UNION-TRIBUNE STAFF WRITER

July 17, 2008

Sprint cars are beasts.

Mix 900 horsepower with a 1,200-pound chassis and put them in a 24-car pack on tracks ranging from quarter-mile dirt bullrings to half-mile asphalt ovals.

“Sprint cars are an animal all to themselves,” says Blossom Valley's Cole Whitt. “The power-to-weight ratio is scary and the traction they get with that huge right rear wheel is something to experience.

“When I walked into the circuit, my first reaction was 'What am I doing here?' ”

A year later, however, Whitt has developed into one of the best drivers on the U.S. Auto Club's national sprint and midget car circuits, and he's funded by none other than two-time NASCAR champion Tony Stewart.

Oh, and did we mention that Whitt is 17 and not yet a junior at Alpine Charter High?

In fact, Whitt turned 17 on June 22 . . . just before he wasn't allowed to race at Richmond, Va., because he was still a year shy of the state's legal minimum for race car drivers.

“It was a bummer because it could cost me a shot at the championship,” said Whitt, who is second to Levi Jones in the USAC Sprint Car championships and third in the USAC Midget division led by Tracy Hines.

Both Jones and Hines race for Stewart.

Not that Whitt isn't armed. At age 16, after being invited to join the Red Bull driver development program, Whitt was signed by one of dirt-tracking's top teams, Keith Kunz Motorsports.

The contract has led Whitt to spend the past two summers racing out of Lebanon, Ind., the heart of sprint car country.

“You can race four and five times a week back here,” said Whitt. “In addition to the USAC races, we run at a lot of different tracks.”

By the time he returns to San Diego County this fall, Whitt will have run 60 open-wheel races.
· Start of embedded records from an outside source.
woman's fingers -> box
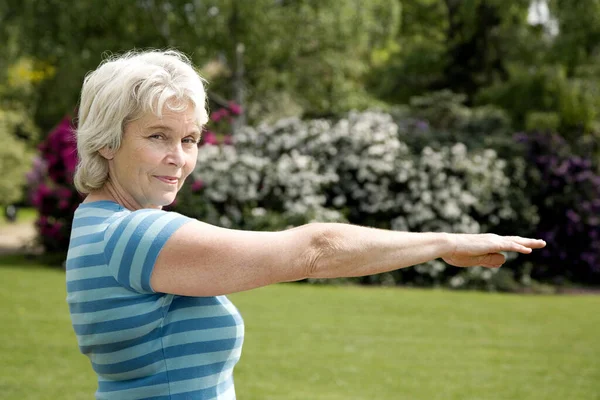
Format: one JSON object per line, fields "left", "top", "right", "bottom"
{"left": 479, "top": 252, "right": 506, "bottom": 267}
{"left": 443, "top": 234, "right": 546, "bottom": 268}
{"left": 493, "top": 236, "right": 545, "bottom": 254}
{"left": 508, "top": 236, "right": 547, "bottom": 249}
{"left": 511, "top": 243, "right": 533, "bottom": 254}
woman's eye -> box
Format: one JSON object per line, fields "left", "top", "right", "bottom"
{"left": 183, "top": 137, "right": 198, "bottom": 144}
{"left": 150, "top": 134, "right": 164, "bottom": 140}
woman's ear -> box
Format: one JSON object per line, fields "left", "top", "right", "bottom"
{"left": 98, "top": 146, "right": 115, "bottom": 160}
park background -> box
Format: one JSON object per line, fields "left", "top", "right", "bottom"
{"left": 0, "top": 0, "right": 599, "bottom": 399}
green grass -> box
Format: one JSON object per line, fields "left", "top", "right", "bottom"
{"left": 1, "top": 263, "right": 599, "bottom": 400}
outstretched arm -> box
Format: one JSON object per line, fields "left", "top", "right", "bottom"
{"left": 150, "top": 221, "right": 545, "bottom": 297}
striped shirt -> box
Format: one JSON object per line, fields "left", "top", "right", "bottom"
{"left": 66, "top": 200, "right": 245, "bottom": 399}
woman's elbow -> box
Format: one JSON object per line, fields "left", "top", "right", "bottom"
{"left": 295, "top": 223, "right": 343, "bottom": 279}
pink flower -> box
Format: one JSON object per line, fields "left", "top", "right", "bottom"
{"left": 203, "top": 131, "right": 218, "bottom": 145}
{"left": 210, "top": 109, "right": 229, "bottom": 123}
{"left": 61, "top": 148, "right": 78, "bottom": 175}
{"left": 228, "top": 102, "right": 242, "bottom": 116}
{"left": 47, "top": 224, "right": 60, "bottom": 237}
{"left": 32, "top": 183, "right": 51, "bottom": 206}
{"left": 57, "top": 187, "right": 72, "bottom": 198}
{"left": 223, "top": 135, "right": 233, "bottom": 145}
{"left": 37, "top": 215, "right": 48, "bottom": 226}
{"left": 191, "top": 180, "right": 204, "bottom": 192}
Whitt has already won three USAC Sprint Car races. And while he is still looking for his first USAC Midget win, he has a dozen top-three finishes on the dual USAC series.

“What I'd like to do next is get in a Silver Crown car,” Whitt said of the vintage-style roadster that is the third part of USAC's Triple Crown Series once swept by none other than Stewart.

Eventually, Whitt would like to make the jump to NASCAR . . . following in the footsteps of other open-wheel champs such as Stewart, Ryan Newman and J.J. Yeley.

“I really want to get a shot at stock car racing, but I know the reality,” said Whitt, whose cousin Brandon campaigned Craftsman Trucks for several seasons and still makes the occasional truck and Nationwide Series start.

“Brandon almost got there, then had some misfortune. Hopefully, I'll be seen by the right people, although the window of opportunity is small.”

Whitt is from a family of stock car racers. Grandfather Jim campaigned at Cajon Speedway before turning the wheel over to son Tobin, who became the defunct circuit's youngest track champion.

“My dad quit racing too soon,” Cole Whitt said. “But he had a lot of obligations and felt he had to put racing to the side.”

Cole Whitt got his start in karts and minisprint cars and by 14 was racing in a national series. “Go-kart racing teaches you how to race,” he said.

“I looked at sprint cars as the natural next step. We had to jump in. At first, it was pretty tough coming out here (to Indiana). My first two years in our own car were a huge learning curve.

“But I love this style of racing. If you can drive a sprint car, you can drive anything. When the right rear bites the track coming out of a corner, it's like something you don't feel in any other form of racing . . . it just shoots you forward.”

Most of the tracks Whitt races on in the Midwest are from a quarter-to a half-mile in length. The top speeds are about 130 mph.

“But the quickness of the cars is what's surprising,” said Whitt, who has toured the half-mile oval at the famed Eldora Speedway in Ohio in 16 seconds and the quarter-mile oval at Bloomington (Ind.) in 10½ seconds.

Which gives him quite a story to share with classmates when he returns to school this fall.